Wim la agarró por el antebrazo, con lo que, automáticamente, se ganó una mirada amenazante de Aiku.

—¡Escúchame bien, Juliette! Mi padre había contraído una enorme deuda con Leevken que no podía pagar. Y por eso ha aceptado entregarte, digamos, ¡como pago!

Julie lo miró con perplejidad.

—¡Juliette! —Wim la miró con actitud suplicante—. Mi padre y ese Leevken están en el mismo bando. ¡Han tenido la frialdad de hacer un trueque contigo!

—Pero…, pero si tío Wilhelm quería meterme en un convento de monjas y yo…, yo fui la que decidió quedarse con Karl…

—¡Tonterías! —replicó Wim sacudiendo la cabeza con vehemencia—. No te habrían llevado de los pelos a un convento, por no hablar de la fortuna que piden las monjas por el alojamiento. Pero, aun en el caso de que hubieras acabado allí, en ningún caso habrías tenido que quedarte más de tres años. A los veintiún años habrías recibido tu herencia. Sin embargo ahora…, ¡ahora la recibirá ese Leevken!

No pudo continuar porque alguien lo interrumpió poniéndole la mano en el hombro.

—¡El joven mijnheer Vandenberg!

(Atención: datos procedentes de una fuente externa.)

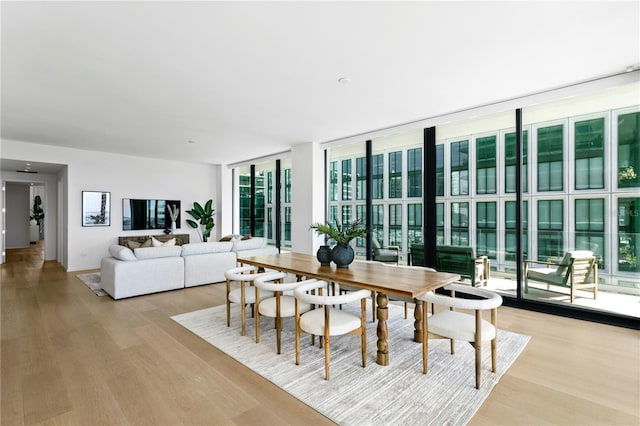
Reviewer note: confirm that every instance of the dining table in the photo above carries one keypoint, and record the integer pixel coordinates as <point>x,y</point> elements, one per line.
<point>385,280</point>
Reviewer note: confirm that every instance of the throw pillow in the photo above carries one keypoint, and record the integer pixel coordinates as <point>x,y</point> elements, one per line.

Qué amable que se haya acercado hasta aquí para despedirse de mi esposa. —Karl apareció detrás de Wim y lo fulminó con la mirada.

—Mijnheer Leevken… —Wim no se dejó atemorizar—. Yo…

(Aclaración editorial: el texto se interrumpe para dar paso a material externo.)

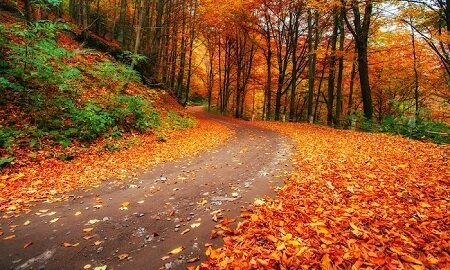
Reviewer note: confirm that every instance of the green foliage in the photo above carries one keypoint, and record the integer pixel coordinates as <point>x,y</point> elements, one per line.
<point>134,112</point>
<point>90,121</point>
<point>38,61</point>
<point>420,129</point>
<point>173,120</point>
<point>50,3</point>
<point>112,147</point>
<point>5,160</point>
<point>115,74</point>
<point>133,58</point>
<point>7,136</point>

Karl lo interrumpió con brusquedad.

—Sí, por supuesto que puede despedirse, pero le ruego que se apremie porque debemos ir embarcando. Hasta la vista, mijnheer Vandenberg, y por favor salude a su padre de mi parte.

—¡Juliette…! —Wim parecía querer decir algo más, pero se quedó allí plantado con los hombros caídos. Era demasiado tarde para las palabras. Juliette Leevken ya había decidido su destino.

Karl agarró a Julie del brazo y la arrastró consigo. Al avanzar, empujó a algunas personas, que se vieron obligadas a apartarse a pesar de que también se dirigían al barco, y colocó a Julie en la cola de espera para subir a cubierta. Julie volvió la vista atrás. A Wim ya no lo vio, pero su mirada se detuvo en una mujer de aspecto atemorizado ataviada con un traje de religiosa. A pesar del miedo que se advertía en sus ojos, le dedicó una tierna mirada a Julie antes de que un hombre la empujase también a ella hacia el muelle.

—Vamos, Erika, estamos interrumpiendo a todo el mundo.